In it, Price, Robin Coulter of University of Connecticut, Yuliya Strizhakova of Rutgers University, and Ainslie Schultz of Providence College define a fresh start as “a belief that people can make a new start, get a new beginning, and chart a new course in life, regardless of past or present circumstances.”
Through multiple studies, the authors measure, define, and validate the fresh start mindset. They also show how, when activated and accessible, the fresh start mindset predicts consumers’ efforts and choices directed at self-transformation and helping vulnerable others make a fresh start. The fresh start mindset is related but distinct from optimism, goal perseverance, and the concept of a growth mindset. A fresh start mindset is a belief that one can is start over without the baggage of past or present circumstances, whereas the growth mindset is the personal belief one can actively grow and improve his or her intelligence, talent, or skills. A fresh start mindset is also associated with consumption habits—including variety seeking—and growth mindset is not. Growth mindset also requires the acquisition of knowledge or understanding, while a fresh start mindset does not.
The authors used surveys, collages, expert judges, and experiments embedded in surveys to develop a six-point scale to measure the fresh start mindset.

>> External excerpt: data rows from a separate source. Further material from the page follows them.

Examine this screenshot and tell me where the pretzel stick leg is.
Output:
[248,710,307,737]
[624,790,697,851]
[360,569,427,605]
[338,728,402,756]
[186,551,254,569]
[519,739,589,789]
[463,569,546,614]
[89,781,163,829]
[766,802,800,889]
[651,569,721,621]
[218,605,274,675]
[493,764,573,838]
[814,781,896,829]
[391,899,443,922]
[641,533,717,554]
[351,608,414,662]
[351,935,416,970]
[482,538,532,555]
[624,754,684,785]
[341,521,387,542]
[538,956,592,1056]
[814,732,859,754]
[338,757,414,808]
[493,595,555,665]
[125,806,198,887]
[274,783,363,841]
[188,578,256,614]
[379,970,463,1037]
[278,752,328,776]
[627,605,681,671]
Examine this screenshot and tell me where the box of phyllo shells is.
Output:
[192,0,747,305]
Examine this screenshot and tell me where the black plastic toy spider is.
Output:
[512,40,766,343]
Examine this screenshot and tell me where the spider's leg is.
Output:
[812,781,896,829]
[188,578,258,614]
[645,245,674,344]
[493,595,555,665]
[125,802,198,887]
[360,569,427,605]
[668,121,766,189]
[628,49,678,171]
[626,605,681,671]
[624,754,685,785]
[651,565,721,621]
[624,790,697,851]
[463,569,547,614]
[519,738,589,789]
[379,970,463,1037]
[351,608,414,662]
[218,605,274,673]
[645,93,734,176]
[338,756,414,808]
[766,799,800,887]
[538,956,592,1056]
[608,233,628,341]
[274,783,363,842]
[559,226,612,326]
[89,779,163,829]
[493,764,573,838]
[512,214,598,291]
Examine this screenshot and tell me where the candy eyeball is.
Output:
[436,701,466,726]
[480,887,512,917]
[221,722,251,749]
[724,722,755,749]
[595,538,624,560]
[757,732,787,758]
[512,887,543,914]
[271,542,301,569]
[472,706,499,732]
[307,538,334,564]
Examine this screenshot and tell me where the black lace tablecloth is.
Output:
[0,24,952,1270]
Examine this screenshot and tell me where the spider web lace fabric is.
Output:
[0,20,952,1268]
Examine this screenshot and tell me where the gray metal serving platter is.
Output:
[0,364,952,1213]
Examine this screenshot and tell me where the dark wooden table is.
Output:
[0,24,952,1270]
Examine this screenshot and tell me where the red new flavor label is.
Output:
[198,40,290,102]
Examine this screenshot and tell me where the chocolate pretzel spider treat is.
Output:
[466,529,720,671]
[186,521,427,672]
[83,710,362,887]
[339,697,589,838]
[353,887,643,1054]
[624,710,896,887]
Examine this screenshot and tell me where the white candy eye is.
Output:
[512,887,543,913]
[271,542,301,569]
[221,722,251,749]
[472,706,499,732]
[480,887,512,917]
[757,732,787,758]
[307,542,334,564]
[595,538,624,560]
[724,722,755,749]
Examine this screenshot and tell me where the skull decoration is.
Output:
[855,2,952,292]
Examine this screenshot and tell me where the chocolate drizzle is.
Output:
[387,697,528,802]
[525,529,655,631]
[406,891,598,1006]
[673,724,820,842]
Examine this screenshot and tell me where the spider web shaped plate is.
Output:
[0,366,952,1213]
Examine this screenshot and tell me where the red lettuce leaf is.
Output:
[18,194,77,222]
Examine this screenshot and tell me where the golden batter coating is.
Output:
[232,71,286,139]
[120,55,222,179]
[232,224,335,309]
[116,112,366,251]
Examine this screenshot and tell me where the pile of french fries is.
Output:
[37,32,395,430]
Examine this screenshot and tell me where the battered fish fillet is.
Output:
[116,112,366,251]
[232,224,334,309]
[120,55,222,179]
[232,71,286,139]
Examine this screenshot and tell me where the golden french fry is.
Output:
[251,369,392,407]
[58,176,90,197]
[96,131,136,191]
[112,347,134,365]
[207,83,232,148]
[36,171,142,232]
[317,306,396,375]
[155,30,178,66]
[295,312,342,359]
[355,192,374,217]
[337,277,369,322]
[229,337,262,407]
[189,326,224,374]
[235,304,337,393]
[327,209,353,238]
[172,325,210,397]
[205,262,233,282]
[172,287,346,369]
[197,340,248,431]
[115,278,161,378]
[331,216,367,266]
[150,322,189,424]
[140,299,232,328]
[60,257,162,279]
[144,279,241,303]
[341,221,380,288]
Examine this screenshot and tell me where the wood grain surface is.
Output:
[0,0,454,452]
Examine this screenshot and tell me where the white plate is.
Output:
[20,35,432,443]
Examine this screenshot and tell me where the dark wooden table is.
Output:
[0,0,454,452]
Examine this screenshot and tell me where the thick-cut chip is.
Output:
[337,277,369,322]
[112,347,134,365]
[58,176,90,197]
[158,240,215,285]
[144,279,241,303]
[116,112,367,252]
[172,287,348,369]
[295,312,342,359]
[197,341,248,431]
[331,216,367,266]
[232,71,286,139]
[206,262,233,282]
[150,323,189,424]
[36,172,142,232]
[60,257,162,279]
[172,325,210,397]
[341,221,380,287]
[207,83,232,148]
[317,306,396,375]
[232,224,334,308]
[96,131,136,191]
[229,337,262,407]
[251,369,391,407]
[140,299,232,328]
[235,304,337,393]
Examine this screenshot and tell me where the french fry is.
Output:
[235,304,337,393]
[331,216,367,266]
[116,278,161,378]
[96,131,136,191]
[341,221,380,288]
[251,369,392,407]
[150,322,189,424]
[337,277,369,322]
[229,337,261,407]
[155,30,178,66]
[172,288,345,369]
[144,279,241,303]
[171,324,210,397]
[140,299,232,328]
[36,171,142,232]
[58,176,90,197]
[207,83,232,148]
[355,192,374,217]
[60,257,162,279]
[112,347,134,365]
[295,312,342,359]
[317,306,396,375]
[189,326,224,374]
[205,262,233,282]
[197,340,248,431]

They found religious affiliation (compared to no religion) to be the only significant demographic link to a stronger fresh start mindset. Unemployment rate, percent of households receiving food stamps, and racial composition of the neighborhood influence whether individuals believe a fresh start is possible, Price said. For example, the fresh start mindset is stronger for neighborhoods with low unemployment, regardless of racial composition. The percentage of households on food stamps impacts the fresh start mindset negatively in predominantly Caucasian neighborhoods, but has a positive impact in predominantly non-Caucasian neighborhoods. Crime rate index had no effect. Price speculates that when local conditions make it seem like the economic ladder is broken, individuals may stop believing a fresh start is possible.
Another study within the set supports the authors’ theory that a fresh start mindset is a predictor of participants’ efforts related to budget and other malleable lifestyle habits such as eating habits and consumption efforts, including trying new brands. Growth mindset does not predict engagement in these efforts, Price said. But both fresh start and growth mindsets predict selective support of transformative programs for vulnerable populations, such as homeless youth, at-risk teens, low-income families, and ex-offenders.
Of course, not everyone surveyed had a fresh start mindset, and some folks don’t believe it’s possible for themselves. Phrases like “I’m stuck in this job/marriage/town” signaled this belief. The authors found the fresh start mindset can be strengthened or weakened.
The concept of a fresh start is deeply culturally ingrained. In the United States, where the survey respondents lived, the drum beat of a fresh start is loud and frequent, from political candidates to laundry soap. Yet some languages, such as Russian and French for example, do not have an equivalent phrase, Price said.
In the end, the researchers invite scholars of consumer culture as well as policy makers to “consider how the fresh start mindset can be proactively tapped to improving consumer well-being—helping consumers set new goals, change habits, and transform their lives.”
But are fresh starts truly possible? Does the “rags to riches” Cinderella story play out in the real world with any measurable reliability? That’s a topic for another study.